P.S.: I've even tried checking the mallocs' results, but it doesn't seem to be the problem either, so I removed it for the sake of simplicity.
I think the following code is normal (and malloc/free is similar):
int foo(){
FILE *fp = fopen("test.in", "r");
int i;
for(i = 0; i < NUM; i ++){
if(Match(fp, i)){
fclose(fp);
return i;
}
}
fclose(fp);
return 0;
}
As we can see fclose(fp) appears twice in the code. It will appear more if there are other return statements in the function foo. However, it is troublesome that I have to write fclose(fp) many times. One solution is just one return for one function. However, multiple returns is sometimes useful. Is there any other solution?

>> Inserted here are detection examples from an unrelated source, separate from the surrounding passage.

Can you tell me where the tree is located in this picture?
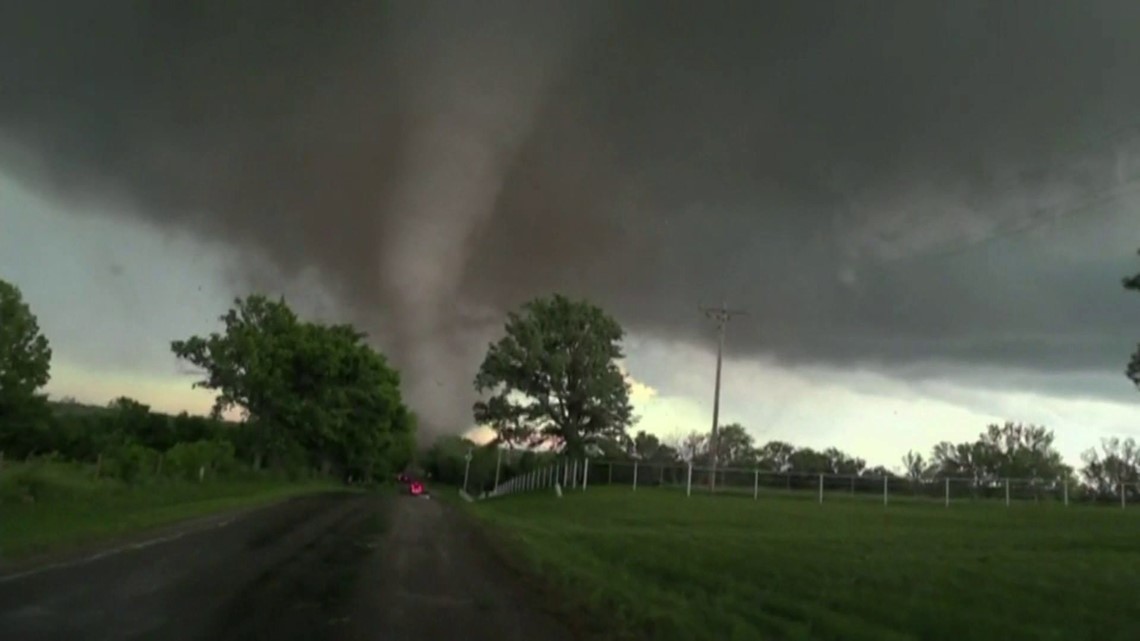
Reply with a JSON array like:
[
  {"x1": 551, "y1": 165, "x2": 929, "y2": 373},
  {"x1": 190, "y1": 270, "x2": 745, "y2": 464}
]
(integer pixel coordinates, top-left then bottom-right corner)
[
  {"x1": 1124, "y1": 252, "x2": 1140, "y2": 388},
  {"x1": 171, "y1": 295, "x2": 415, "y2": 478},
  {"x1": 1081, "y1": 438, "x2": 1140, "y2": 496},
  {"x1": 757, "y1": 440, "x2": 796, "y2": 472},
  {"x1": 931, "y1": 421, "x2": 1072, "y2": 485},
  {"x1": 633, "y1": 430, "x2": 678, "y2": 463},
  {"x1": 473, "y1": 295, "x2": 634, "y2": 456},
  {"x1": 903, "y1": 451, "x2": 929, "y2": 482},
  {"x1": 0, "y1": 281, "x2": 51, "y2": 456},
  {"x1": 716, "y1": 423, "x2": 756, "y2": 466}
]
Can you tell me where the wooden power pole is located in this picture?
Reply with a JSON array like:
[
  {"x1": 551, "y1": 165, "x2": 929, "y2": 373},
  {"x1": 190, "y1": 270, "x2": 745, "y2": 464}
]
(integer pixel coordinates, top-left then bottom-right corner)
[{"x1": 700, "y1": 303, "x2": 746, "y2": 492}]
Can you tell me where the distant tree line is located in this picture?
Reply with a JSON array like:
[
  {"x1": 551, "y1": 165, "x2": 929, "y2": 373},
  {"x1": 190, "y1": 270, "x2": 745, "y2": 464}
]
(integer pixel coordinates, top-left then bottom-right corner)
[
  {"x1": 0, "y1": 281, "x2": 416, "y2": 481},
  {"x1": 421, "y1": 250, "x2": 1140, "y2": 496}
]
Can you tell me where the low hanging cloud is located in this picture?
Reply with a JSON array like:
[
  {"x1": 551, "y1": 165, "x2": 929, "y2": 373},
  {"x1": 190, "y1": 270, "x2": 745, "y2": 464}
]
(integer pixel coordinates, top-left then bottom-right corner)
[{"x1": 0, "y1": 0, "x2": 1140, "y2": 429}]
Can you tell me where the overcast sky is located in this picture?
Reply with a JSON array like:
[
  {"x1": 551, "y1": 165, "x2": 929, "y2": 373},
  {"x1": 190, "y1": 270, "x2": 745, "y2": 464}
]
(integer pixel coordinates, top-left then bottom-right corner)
[{"x1": 0, "y1": 0, "x2": 1140, "y2": 464}]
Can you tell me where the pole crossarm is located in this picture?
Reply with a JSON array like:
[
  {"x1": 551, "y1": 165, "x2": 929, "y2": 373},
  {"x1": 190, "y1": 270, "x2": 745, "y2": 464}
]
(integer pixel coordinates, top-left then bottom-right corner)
[{"x1": 698, "y1": 302, "x2": 748, "y2": 492}]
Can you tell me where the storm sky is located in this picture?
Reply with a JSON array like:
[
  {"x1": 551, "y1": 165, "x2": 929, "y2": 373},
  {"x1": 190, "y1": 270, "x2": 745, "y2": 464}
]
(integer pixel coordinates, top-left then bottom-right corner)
[{"x1": 0, "y1": 0, "x2": 1140, "y2": 458}]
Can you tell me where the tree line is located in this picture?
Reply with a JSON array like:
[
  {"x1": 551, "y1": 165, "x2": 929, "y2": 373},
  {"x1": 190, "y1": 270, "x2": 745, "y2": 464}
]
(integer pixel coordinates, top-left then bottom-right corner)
[
  {"x1": 0, "y1": 281, "x2": 416, "y2": 481},
  {"x1": 423, "y1": 249, "x2": 1140, "y2": 495}
]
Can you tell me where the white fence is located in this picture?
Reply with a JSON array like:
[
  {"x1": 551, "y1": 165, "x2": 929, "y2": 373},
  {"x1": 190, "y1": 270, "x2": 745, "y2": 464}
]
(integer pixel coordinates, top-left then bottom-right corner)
[{"x1": 490, "y1": 459, "x2": 1140, "y2": 508}]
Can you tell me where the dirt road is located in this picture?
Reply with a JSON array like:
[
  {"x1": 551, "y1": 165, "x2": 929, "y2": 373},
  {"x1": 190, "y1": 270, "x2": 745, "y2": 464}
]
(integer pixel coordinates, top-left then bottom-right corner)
[{"x1": 0, "y1": 494, "x2": 571, "y2": 641}]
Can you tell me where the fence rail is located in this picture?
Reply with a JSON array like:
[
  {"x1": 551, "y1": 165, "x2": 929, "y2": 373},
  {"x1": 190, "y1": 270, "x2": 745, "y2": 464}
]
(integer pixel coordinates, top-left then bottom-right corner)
[{"x1": 488, "y1": 459, "x2": 1140, "y2": 508}]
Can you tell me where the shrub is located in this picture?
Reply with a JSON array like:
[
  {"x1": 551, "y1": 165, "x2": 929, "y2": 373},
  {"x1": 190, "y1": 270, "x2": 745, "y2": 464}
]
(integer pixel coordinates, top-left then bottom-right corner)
[
  {"x1": 163, "y1": 440, "x2": 237, "y2": 480},
  {"x1": 100, "y1": 443, "x2": 160, "y2": 484}
]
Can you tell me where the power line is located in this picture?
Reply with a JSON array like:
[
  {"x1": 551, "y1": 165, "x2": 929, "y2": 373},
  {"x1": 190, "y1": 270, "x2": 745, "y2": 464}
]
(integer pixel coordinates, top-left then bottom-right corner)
[
  {"x1": 700, "y1": 302, "x2": 748, "y2": 492},
  {"x1": 876, "y1": 177, "x2": 1140, "y2": 265}
]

PS: As I know, there is a macro(with-open-file) in lisp.
(with-open-file (stream-var open-argument*)
body-form*)
It could open and close file for us.
The use of break often helps:
int foo() {
FILE *fp = fopen("test.in", "r");
int i, result;
result = 0;
for(i = 0; i < NUM; i ++){
if(Match(fp, i)){
result = i;
break;
}
}
fclose(fp);
return result;
}
In the source code of linux kernel, there are many functions that have to take care of locks and other resource on return. And they conventionally add a cleanup label at the end of the function, and goto there whenever early return occurs. I personally recommend this usage to avoid duplicate code, and maybe this is the only sane usage of goto.

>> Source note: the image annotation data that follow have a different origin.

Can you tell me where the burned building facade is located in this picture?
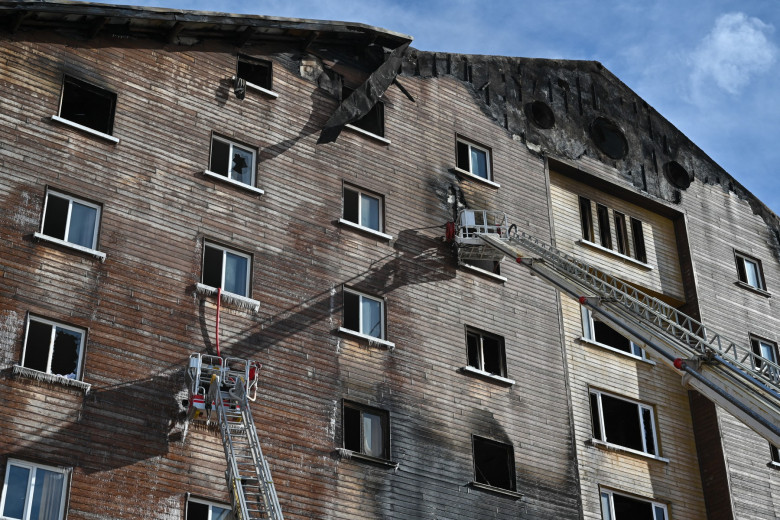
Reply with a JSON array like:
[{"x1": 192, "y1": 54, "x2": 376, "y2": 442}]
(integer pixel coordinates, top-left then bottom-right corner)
[{"x1": 0, "y1": 1, "x2": 780, "y2": 520}]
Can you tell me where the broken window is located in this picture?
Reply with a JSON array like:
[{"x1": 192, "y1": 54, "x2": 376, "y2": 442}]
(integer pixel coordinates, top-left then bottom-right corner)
[
  {"x1": 734, "y1": 251, "x2": 766, "y2": 291},
  {"x1": 343, "y1": 401, "x2": 390, "y2": 459},
  {"x1": 59, "y1": 76, "x2": 116, "y2": 135},
  {"x1": 203, "y1": 242, "x2": 252, "y2": 297},
  {"x1": 466, "y1": 327, "x2": 506, "y2": 377},
  {"x1": 343, "y1": 289, "x2": 385, "y2": 339},
  {"x1": 580, "y1": 307, "x2": 645, "y2": 358},
  {"x1": 471, "y1": 435, "x2": 516, "y2": 491},
  {"x1": 209, "y1": 135, "x2": 256, "y2": 186},
  {"x1": 601, "y1": 490, "x2": 668, "y2": 520},
  {"x1": 41, "y1": 190, "x2": 100, "y2": 249},
  {"x1": 344, "y1": 186, "x2": 384, "y2": 231},
  {"x1": 457, "y1": 137, "x2": 493, "y2": 180},
  {"x1": 590, "y1": 390, "x2": 658, "y2": 456},
  {"x1": 236, "y1": 55, "x2": 273, "y2": 90},
  {"x1": 341, "y1": 87, "x2": 385, "y2": 137},
  {"x1": 21, "y1": 316, "x2": 85, "y2": 379},
  {"x1": 186, "y1": 497, "x2": 233, "y2": 520},
  {"x1": 0, "y1": 459, "x2": 68, "y2": 520}
]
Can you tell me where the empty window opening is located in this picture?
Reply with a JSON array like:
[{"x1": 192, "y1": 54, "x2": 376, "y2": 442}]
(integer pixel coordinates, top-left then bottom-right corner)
[
  {"x1": 21, "y1": 316, "x2": 85, "y2": 379},
  {"x1": 0, "y1": 459, "x2": 67, "y2": 520},
  {"x1": 596, "y1": 204, "x2": 612, "y2": 249},
  {"x1": 457, "y1": 138, "x2": 493, "y2": 180},
  {"x1": 341, "y1": 87, "x2": 385, "y2": 137},
  {"x1": 203, "y1": 243, "x2": 252, "y2": 297},
  {"x1": 343, "y1": 402, "x2": 390, "y2": 459},
  {"x1": 236, "y1": 55, "x2": 273, "y2": 90},
  {"x1": 344, "y1": 187, "x2": 384, "y2": 231},
  {"x1": 344, "y1": 289, "x2": 385, "y2": 339},
  {"x1": 209, "y1": 136, "x2": 257, "y2": 186},
  {"x1": 472, "y1": 435, "x2": 516, "y2": 491},
  {"x1": 601, "y1": 491, "x2": 668, "y2": 520},
  {"x1": 59, "y1": 76, "x2": 116, "y2": 135},
  {"x1": 466, "y1": 327, "x2": 506, "y2": 377},
  {"x1": 590, "y1": 390, "x2": 658, "y2": 456}
]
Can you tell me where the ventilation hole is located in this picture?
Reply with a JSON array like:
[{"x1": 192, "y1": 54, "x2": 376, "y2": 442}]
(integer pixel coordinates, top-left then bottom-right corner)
[
  {"x1": 590, "y1": 117, "x2": 628, "y2": 159},
  {"x1": 664, "y1": 161, "x2": 691, "y2": 190},
  {"x1": 525, "y1": 101, "x2": 555, "y2": 130}
]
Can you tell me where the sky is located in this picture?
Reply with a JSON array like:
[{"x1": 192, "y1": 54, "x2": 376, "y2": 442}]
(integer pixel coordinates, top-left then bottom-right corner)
[{"x1": 103, "y1": 0, "x2": 780, "y2": 214}]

An extra layer of indirection can ensure you don't miss an exit from the function:
int foo(FILE *fp)
{
int i;
for(i = 0; i < NUM; i ++){
if(Match(fp, i)){
return i;
}
}
return 0;
}
int foo_wrapper(void)
{
FILE *fp = fopen("test.in", "r");
int out = foo(fp);
fclose(fp);
return out;
}
I'll expand on exception handling via goto (mentioned in #Charles Peng's answer):
You do it something like:
int func(...)
{
...
f = fopen(...);
if (f == NULL) {
log("failed opening blah blah...");
goto err;
}
...
m = malloc(...)
if (m == NULL) {
log("blah blah...");
goto err_close_f;
}
...
if (do_something(...) < 0) {
log("blah blah...");
goto err_close_f;
}
...
r = alloc_resource(...)
if (r == 0) {
log("blah blah...");
goto err_free_m;
}
...
return 0;
err_free_m:
free(m);
err_close_f:
fclose(f);
err:
return -1;
}
The advantage of this is that it's very maintainable. Resource acquisition and release has a somewhat symmetrical look when using this idiom. Also, resource release is out of the main logic, avoiding excessive clutter where it annoys the most. It's quite trivial to check that error handling of functions is right (just check that it jumps to the appropiate point, and that the previous label releases any acquired resource)...
A return statement NOT at the end of a function is the equivalent of a goto statement. Even though it may appear as though some functions are simpler with multiple return statements it has been my experience while maintaining various code bases that the ones with only 1 exit point from every function are easier to maintain.